In March of 2014, the Federal Reserve introduced a tracking indicator to assess changes in the labor market, called the Labor Market Conditions Index (LMCI). In August 2017, the Federal Reserve discontinued updating the index. 

The LMCI tracked changes in the labor market by finding variations from multiple labor indicators, ranging from unemployment rates to wages to layoffs to business surveys. The index once played a critical role in helping the Fed with its mandate of ensuring maximum employment, but it also drew criticism from some economists. 

This is a look at the history of the discontinued LMCI, the criticism it drew, and its ultimate end. 

Why LMCI? 

The thinking behind the LMCI was to consolidate a number of traditional measures of unemployment to create a cohesive picture of the labor market. While announcing the indicator at the Fed's meeting in Jackson Hole, Wyoming, Fed Chair Janet Yellen said the indicator was a “broader gauge” of labor market as compared to unemployment numbers. For example, the LMCI included statistics related to underemployment, part-time work and long-term unemployment. 

To that extent, the LMCI reflected the complicated nature of the labor market, which was affected by factors ranging from worker displacement due to technology to recession economics. In turn, this complexity had made it difficult for economists to assess the nature and causes of unemployment.  

The LMCI had a negative correlation with unemployment rates: it increased with a decrease in unemployment, and vice versa. Thus, it veered into negative territory at the height of the Great Recession and began consistently increasing in the ensuing recovery. The Fed had made available a backdated data series from 1976 with the new indicator. 

Problems With the LMCI 

A number of economists questioned the LMCI's relevance and utility in policy. For example, the LMCI's negative correlation with unemployment led some economists to doubt its efficacy as a measurement index. 

In a 2014 blog post, Carola Binder, an assistant professor of economics at Haverford College, wrote that the index was a nice “statistical exercise” but that she was “disappointed” about the LMCI's “almost perfect” negative correlation with the unemployment rate. “The LMCI doesn't tell you anything that the unemployment rate wouldn't already tell you,” she wrote. "Given the choice, I'd rather just use the unemployment rate since it is simpler, intuitive and already widely used.” 

According to Binder, there was no need for a single statistic to encapsulate conditions in the labor market, because it reduces the complexity of various actual figures, such as the numbers of underemployed or long-term unemployed, in the market. And Tim Duy, a professor at the University of Oregon, wrote that the LMCI should be used with “extreme caution” as the Fed had not explained its “policy relevance.” 

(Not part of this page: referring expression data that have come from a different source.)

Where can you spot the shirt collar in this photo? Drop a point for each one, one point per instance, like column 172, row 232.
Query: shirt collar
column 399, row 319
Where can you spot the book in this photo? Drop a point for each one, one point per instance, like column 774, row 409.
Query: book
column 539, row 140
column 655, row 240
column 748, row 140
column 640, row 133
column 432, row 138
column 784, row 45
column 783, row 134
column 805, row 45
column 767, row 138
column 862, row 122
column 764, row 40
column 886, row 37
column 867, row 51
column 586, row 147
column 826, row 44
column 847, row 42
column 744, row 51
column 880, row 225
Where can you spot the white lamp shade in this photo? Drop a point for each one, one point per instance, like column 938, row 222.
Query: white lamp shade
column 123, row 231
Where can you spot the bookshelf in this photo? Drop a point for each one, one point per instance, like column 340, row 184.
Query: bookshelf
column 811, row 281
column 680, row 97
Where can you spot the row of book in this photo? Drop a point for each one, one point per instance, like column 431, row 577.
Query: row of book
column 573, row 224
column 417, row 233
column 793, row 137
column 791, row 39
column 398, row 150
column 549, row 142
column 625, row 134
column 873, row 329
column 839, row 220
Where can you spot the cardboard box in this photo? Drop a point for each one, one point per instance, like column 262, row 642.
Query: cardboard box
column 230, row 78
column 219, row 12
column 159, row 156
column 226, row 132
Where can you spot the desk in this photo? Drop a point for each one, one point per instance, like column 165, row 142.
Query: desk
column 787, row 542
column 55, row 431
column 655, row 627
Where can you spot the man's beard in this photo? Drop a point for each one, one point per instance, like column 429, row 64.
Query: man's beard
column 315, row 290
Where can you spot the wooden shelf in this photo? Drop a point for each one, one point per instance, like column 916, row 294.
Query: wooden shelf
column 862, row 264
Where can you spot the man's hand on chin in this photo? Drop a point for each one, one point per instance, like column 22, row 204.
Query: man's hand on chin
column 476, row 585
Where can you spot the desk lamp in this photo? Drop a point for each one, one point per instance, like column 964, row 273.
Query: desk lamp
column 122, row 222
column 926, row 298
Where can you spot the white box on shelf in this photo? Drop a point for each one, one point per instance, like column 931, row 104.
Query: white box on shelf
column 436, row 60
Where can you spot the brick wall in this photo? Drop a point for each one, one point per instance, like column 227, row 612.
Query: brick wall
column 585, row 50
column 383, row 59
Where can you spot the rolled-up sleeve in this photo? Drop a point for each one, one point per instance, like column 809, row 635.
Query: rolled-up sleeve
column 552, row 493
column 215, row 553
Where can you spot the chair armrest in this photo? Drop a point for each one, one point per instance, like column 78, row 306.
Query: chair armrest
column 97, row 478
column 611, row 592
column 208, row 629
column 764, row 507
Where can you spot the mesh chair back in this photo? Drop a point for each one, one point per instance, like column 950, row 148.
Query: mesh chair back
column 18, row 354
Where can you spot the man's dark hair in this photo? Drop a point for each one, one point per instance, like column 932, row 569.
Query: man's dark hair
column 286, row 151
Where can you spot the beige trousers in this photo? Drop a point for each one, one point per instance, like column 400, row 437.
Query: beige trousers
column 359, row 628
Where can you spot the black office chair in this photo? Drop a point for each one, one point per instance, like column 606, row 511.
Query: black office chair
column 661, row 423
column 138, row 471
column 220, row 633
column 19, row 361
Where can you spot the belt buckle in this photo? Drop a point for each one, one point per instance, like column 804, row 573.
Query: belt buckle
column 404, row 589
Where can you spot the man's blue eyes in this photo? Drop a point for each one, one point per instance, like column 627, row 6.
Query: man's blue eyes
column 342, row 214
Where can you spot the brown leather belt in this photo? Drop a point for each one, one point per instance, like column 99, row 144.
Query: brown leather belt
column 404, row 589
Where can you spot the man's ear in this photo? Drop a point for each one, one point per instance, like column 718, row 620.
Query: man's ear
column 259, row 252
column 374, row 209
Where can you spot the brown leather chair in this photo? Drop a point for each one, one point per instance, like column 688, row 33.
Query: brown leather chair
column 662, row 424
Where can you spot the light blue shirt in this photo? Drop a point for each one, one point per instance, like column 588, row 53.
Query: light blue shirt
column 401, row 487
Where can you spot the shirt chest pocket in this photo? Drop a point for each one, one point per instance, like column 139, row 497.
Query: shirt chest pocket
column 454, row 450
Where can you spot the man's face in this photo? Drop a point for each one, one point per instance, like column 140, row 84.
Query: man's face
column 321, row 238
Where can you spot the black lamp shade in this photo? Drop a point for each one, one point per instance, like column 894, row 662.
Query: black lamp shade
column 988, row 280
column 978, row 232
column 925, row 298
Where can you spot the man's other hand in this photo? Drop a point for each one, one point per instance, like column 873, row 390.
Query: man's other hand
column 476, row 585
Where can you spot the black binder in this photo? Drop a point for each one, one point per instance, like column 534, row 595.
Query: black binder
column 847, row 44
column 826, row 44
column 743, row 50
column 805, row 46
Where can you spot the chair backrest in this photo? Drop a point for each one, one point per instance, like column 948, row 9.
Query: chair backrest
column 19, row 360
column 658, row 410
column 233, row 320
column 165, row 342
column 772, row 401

The problem, at the time, lies in the fact that the Fed hadn't made publicly available the raw data or calculations used for the LMCI. In addition, the creators of the index had already cautioned that “a single model is no substitute for judicious consideration of the various indicators.”

The End of LMCI Updates

In a notice on its website on Aug. 3, 2017, the Board of Governors of the Federal Reserve System announced that the index would no longer be updated because it stopped accurately reflecting changes in U.S. labor market conditions:

"As of August 3, 2017, updates of the labor market conditions index (LMCI) have been discontinued; the July 7, 2017 vintage is the final estimate from this model. We decided to stop updating the LMCI because we believe it no longer provides a good summary of changes in U.S. labor market conditions. Specifically, model estimates turned out to be more sensitive to the detrending procedure than we had expected, the measurement of some indicators in recent years has changed in ways that significantly degraded their signal content, and including average hourly earnings as an indicator did not provide a meaningful link between labor market conditions and wage growth."

Economists were not surprised by the end of the index, which never really gained popularity.